Ia juga mengimbau masyarakat setempat percaya kepada pemerintah dalam penanganan Covid-19 dan tidak termakan isu hoaks yang dihembuskan pihak tidak bertanggungjawab untuk menimbulkan kepanikan.

"Jangan mudah percaya pada hoaks. Banyak kabar hoaks yang dihembuskan dan membuat masyarakat resah. Ini perlu dipilah-pilah. Jika ada informasi yang tidak jelas segera laporkan ke pihak nagari atau yang berwajib," sebutnya.

Kabag Humas dan Protokol Padangpariaman, Anton Wira Tanjung mengakui dalam beberapa hari terakhir banyak isu hoaks yang dihembuskan di Kecamatan Sintoga terkait salah seorang pasien Covid-19 yang sedang melakukan isolasi mandiri di rumah.

"Benar. Padahal TA (18) sedang di rumah dalam pengawasan petugas kesehatan, diisukan keluyuran pergi makan-makan. Hal ini tentu membuat masyarakat resah," sebut Anton.

Isu-isu tersebut, kata Anton bisa memicu melemahnya perlindungan sosial bagi pasien Covid-19. TA yang saat ini dalam keadaan sehat meski positif corona, akan terganggu secara psikologis atas kabar hoaks tersebut.

"Hentikan isu hoaks tersebut. Mari kembali ke keminangan kita: saciok bak ayam, sadanciang bak basi. Sendi-sendi sosial mesti diperkuat," imbuh Anton.

Ia bersyukur tidak semua masyarakat di sana mudah dibodohi isu hoaks. Masyarakat dan niniak mamak, pemerintahan nagari dan kecamatan diakui Anton sudah cerdas dengan memberikan perlindungan sosial kepada pasien covid-19.

TA sendiri merupakan satu-satunya positif Covid-19 di Padangpariaman. Meskipun TA dalam keadaan sehat, ia disiplin isolasi diri hingga 14 hari sejak dinyatakan positif. Ia masuk kategori pasien positif Covid-19 yang tidak mengalami gejala.

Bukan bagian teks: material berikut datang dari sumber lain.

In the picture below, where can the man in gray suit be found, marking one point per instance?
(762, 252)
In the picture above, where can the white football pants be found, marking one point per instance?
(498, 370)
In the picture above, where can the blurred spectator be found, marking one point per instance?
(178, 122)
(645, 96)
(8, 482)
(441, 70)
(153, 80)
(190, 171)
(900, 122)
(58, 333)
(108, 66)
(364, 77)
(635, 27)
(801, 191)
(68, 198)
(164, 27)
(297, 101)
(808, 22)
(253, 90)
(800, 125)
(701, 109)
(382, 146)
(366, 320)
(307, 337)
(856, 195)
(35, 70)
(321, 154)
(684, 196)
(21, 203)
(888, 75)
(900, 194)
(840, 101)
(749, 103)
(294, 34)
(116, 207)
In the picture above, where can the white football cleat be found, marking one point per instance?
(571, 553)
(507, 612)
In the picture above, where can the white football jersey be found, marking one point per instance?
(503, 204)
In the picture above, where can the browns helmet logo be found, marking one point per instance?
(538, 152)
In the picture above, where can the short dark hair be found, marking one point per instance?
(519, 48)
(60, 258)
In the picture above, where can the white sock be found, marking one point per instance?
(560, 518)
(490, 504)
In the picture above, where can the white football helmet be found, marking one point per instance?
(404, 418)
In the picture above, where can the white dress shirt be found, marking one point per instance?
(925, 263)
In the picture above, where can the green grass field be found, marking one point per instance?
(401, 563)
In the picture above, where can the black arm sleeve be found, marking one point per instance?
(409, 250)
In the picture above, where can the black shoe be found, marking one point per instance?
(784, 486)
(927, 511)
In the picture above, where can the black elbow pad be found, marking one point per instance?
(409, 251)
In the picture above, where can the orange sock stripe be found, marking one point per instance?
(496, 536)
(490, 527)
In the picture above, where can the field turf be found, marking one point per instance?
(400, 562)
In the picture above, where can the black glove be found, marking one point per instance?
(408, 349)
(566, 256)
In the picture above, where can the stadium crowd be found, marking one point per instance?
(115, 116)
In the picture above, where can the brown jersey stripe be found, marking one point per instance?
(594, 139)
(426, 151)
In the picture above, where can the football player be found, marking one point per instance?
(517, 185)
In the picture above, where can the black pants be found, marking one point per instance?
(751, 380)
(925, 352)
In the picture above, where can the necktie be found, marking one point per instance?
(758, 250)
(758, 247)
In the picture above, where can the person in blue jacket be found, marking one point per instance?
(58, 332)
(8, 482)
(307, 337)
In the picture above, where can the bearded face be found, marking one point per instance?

"Pak Bupati sendiri malah video call dengan TA dan memberikan semangat kepada TA agar tidak panik dan mendoakan agar TA lekas sembuh," pungkas Anton. 


Aprizal, 36 warga Padangpariaman yang saat ini domisili di Bandung ikut mendoakan kesembuhan TA. Ia bilang dua orang temannya yang terinveksi corona di Jawa Barat, telah mengalami kesembuhan dari corona dalam tiga hari terakhir.

"Saya baca di media ya (tentang TA). Masyarakat di kampung ga perlu panik. Kami di komplek perumahan saya tinggal juga ada positif corona dan kami para tetangga saling bantu selama tetangga kita isolasi mandiri di rumah," kata Aprizal.

Dia bilang, kadang ia sendiri pergi ke warung dan memesankan sayur dan buah daring untuk tetangganya yang positif Covid-19 tersebut.

"Tetangga lainnya buatkan wedang jahe, sup dan jus buah yang di taruh di depan rumah. Kami tetap aktif komunikasi via WA dan telpon-telponan," ungkapnya.

Ia berharap masyarakat di kampung melakukan hal yang sama dengan memperkuat perlindungan komunal.